Dust on a Scale
December 28, 2009
We all have a set of standards we use to judge things, and usually those standards are highly interconnected with our emotions and feelings. The Bible often uses scales or balances to represent this process of judgment or decision making. On one side of the scale or balance we have what we are judging and on the other side the weights (our standards, emotions, feelings, etc.). We judge our behaviors, the behaviors of others, the value of actions, people, political choices, all kinds of things. Our standards, emotions, and feelings are the weights we usually use on this scale. We might put someone's behavior on one side of the scale, then the weights (our standards and feelings) on the other side. And we make some type of value judgment depending on how it all balances out.
There is a scripture in Isaiah.
Isaiah 40:15
15 Surely the nations are like a drop in a bucket;
they are regarded as dust on the scales;
he weighs the islands as though they were fine dust.
The Hebrew word for "dust" in this verse is often translated as cloud or sky in the Old Testament. The picture here is that the nations basically carry no weight when it comes to God's decisions and judgments. At the most God might blow the dust off the scale when weighing something; or he might just ignore the dust. His decisions are not swayed or affected by the dust.
The concept of a nation is fairly broad and within that concept we have things like governments, communities, neighborhoods, careers, families, and ourselves. We also have things like freedoms, rights, responsibilities, citizenship. And here is the point of all this. For our scales to be accurate and just in God's sight all of these things must become dust on our scales. The only weights we can use and have accurate scales are God's weights. This takes a lot of self-honesty. Often we will tell ourselves we are using God's weights when we are just catering to our own desires.
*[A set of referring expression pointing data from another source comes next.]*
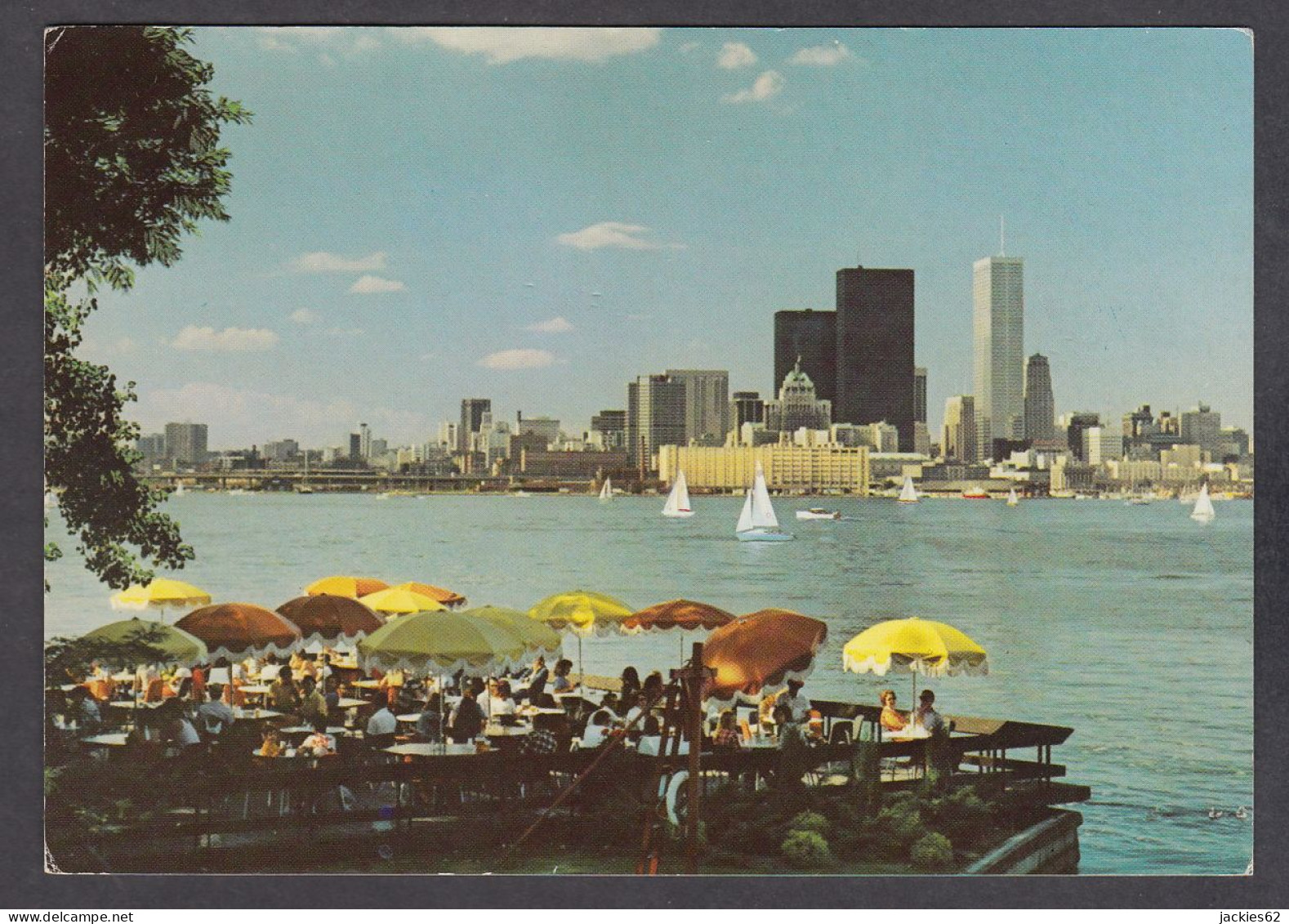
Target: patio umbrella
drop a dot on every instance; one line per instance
(584, 613)
(399, 600)
(760, 651)
(448, 598)
(239, 631)
(329, 620)
(914, 645)
(437, 642)
(343, 585)
(160, 593)
(176, 645)
(680, 614)
(537, 637)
I fully believe Jesus loves me. I believe he loved his mother and brothers. I believe he loved Israel. But his actions were based on obedience to God. That doesn't mean he wouldn't do things for his mother and loved ones. But he never compromised his obedience to God in the process. He loves me, but that love for me is still dust on his scales. He loved his mother but that love was dust on his scales. He loved Israel and I am sure he was well aware of what the Romans had done and were doing to his people; of the slaughter of infants, children, and adults. But that was dust on his scales and he stayed true to preaching a kingdom that is not of this world.
His decisions and judgments were made using God's weights, not his own.
This can be a hard thing but it is a very important thing. As Jesus' disciples we have to take up our cross daily and learn to make all our standards, emotions, and feelings as dust on our scales. I love my family. That will not change and most of my life is centered on taking care of them. But my feelings for them must be dust on my scale. I submit my judgments and decisions to God in the hope that I can live my life using his weights. When I use my own weights my scales (judgments and decisions) become false. And God doesn't like false weights.
Make the nations as dust on your scales.